Las constantes súplicas de Miguelina no fueron escuchadas. En 18 ocasiones fue a intentar salvar su vida, y no lo logró. ¿De qué sirve poner una denuncia? Invitan a las mujeres a denunciar la violencia para mostrar las denuncias como eficiencia del Sistema Judicial, pero la evidencia desborda las estrategias. Nos sobran feminicidios.
Jonathan Minaya Torres, un hombre que había demostrado ser violento y dispuesto a matar fue dejado en libertad bajo fianza. La ley defiende al victimario. Dentro de poco alegarán enfermedad, ataque de pánico. En nuestra justicia el dinero lo puede todo.
Para reducir la violencia contra la mujer República Dominicana consta de una legislación avanzada, es signatario de todos los acuerdos internacionales existentes, ha firmado todos los acuerdos nacionales, interinstitucionales y eclesiásticos posibles.

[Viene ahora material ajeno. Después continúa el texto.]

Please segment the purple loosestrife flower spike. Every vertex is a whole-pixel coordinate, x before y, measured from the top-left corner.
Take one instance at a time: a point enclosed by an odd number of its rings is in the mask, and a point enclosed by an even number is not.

Nos sobran leyes, nos sobran acuerdos, nos sobran consultores, nos sobran comisiones, nos falta voluntad. Sin el compromiso político nos quedamos en notas de prensa, en titulares.
Las autoridades alegan que Miguelina retiró la denuncia y los medios de comunicación en complicidad lo recogen, con la intención de cargar la culpa a la víctima. Las mujeres retiran las denuncias y no podemos actuar, afirman. ¿Cuál de todas las denuncias retiró la primera, la segunda, cuál?

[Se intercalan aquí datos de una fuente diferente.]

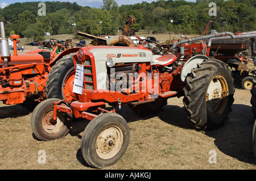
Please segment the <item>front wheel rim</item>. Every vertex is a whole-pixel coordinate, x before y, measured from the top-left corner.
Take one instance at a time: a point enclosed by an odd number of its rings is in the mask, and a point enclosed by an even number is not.
[[[250,90],[251,89],[251,88],[253,88],[253,82],[251,82],[251,81],[246,81],[243,85],[246,89]]]
[[[97,155],[104,159],[110,159],[119,152],[123,142],[122,130],[116,126],[108,127],[101,131],[97,138]]]
[[[46,112],[42,118],[42,125],[43,129],[49,134],[55,134],[60,132],[63,129],[64,124],[59,117],[56,121],[52,120],[53,109],[50,109]]]
[[[228,91],[227,82],[222,76],[215,76],[210,82],[207,92],[207,107],[212,116],[218,117],[224,111]]]

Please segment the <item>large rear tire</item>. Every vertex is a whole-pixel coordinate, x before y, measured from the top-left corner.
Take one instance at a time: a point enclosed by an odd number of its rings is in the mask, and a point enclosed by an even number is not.
[[[69,132],[72,115],[58,112],[57,120],[52,120],[53,103],[58,99],[48,99],[40,103],[31,115],[31,125],[34,134],[40,140],[50,141],[64,137]]]
[[[183,103],[190,123],[201,130],[222,125],[234,102],[234,79],[226,64],[209,59],[193,69],[186,81]]]
[[[73,55],[69,54],[57,61],[47,77],[46,82],[46,96],[72,101],[77,100],[77,95],[73,92],[75,69]]]
[[[129,140],[130,129],[125,120],[115,113],[105,113],[95,117],[85,128],[81,150],[89,165],[101,169],[122,158]]]
[[[256,120],[254,122],[253,129],[253,149],[255,157],[256,157]]]
[[[251,112],[254,116],[254,119],[256,119],[256,77],[253,80],[253,87],[251,90]]]

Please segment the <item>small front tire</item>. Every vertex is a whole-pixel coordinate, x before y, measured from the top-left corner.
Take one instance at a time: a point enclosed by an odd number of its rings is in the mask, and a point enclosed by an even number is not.
[[[81,150],[89,165],[102,169],[122,158],[129,140],[130,129],[125,120],[115,113],[106,113],[95,117],[86,126]]]
[[[72,115],[58,112],[57,120],[52,120],[53,103],[58,99],[48,99],[39,103],[32,113],[31,128],[40,140],[50,141],[64,137],[71,126]]]

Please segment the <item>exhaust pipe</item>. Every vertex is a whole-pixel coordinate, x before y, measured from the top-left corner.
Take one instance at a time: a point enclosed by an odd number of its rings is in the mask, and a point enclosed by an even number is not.
[[[0,53],[1,58],[3,58],[5,68],[9,66],[8,58],[10,57],[9,39],[5,38],[4,23],[9,23],[5,20],[0,20],[0,28],[1,31],[2,37],[0,39]]]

Las instancias que protegen a la mujer han envejecido prematuramente, las políticas de gobierno para defender a la mujer han colapsado, Miguelina es la muestra.
Al Ministerio Público le acaban de dar 25 puñaladas. La lógica del funcionamiento del Sistema Judicial es contraria al espíritu de la sociedad. Faltaban pruebas para encarcelarlo, hoy sobran puñaladas.
El Sistema Judicial beneficia a la oligarquía. El Gobierno responde a las élites. Si Miguelina hubiese sido hija de un rico de Santiago estuviera viva con sus cuatro hijos, hoy huérfanos.
Ante la historia pesa el resultado de las acciones. Al Ministerio Público no lo adecenta ni la remozada figura de la fiscal. A pesar de poner las denuncias las mujeres pasan a ser un número, a engrosar las cifras sin rostro de feminicidio.
Miguelina no esperaba nada de la justicia dominicana. Tenia razón, cuando dijo tienes que venir con una puñalada o en una caja de muertos para que puedan actuar, para que puedan ejecutar la orden de arresto.
La justicia dominicana con su indiferencia asesinó a Miguelina. Que no nos quepa la menor duda.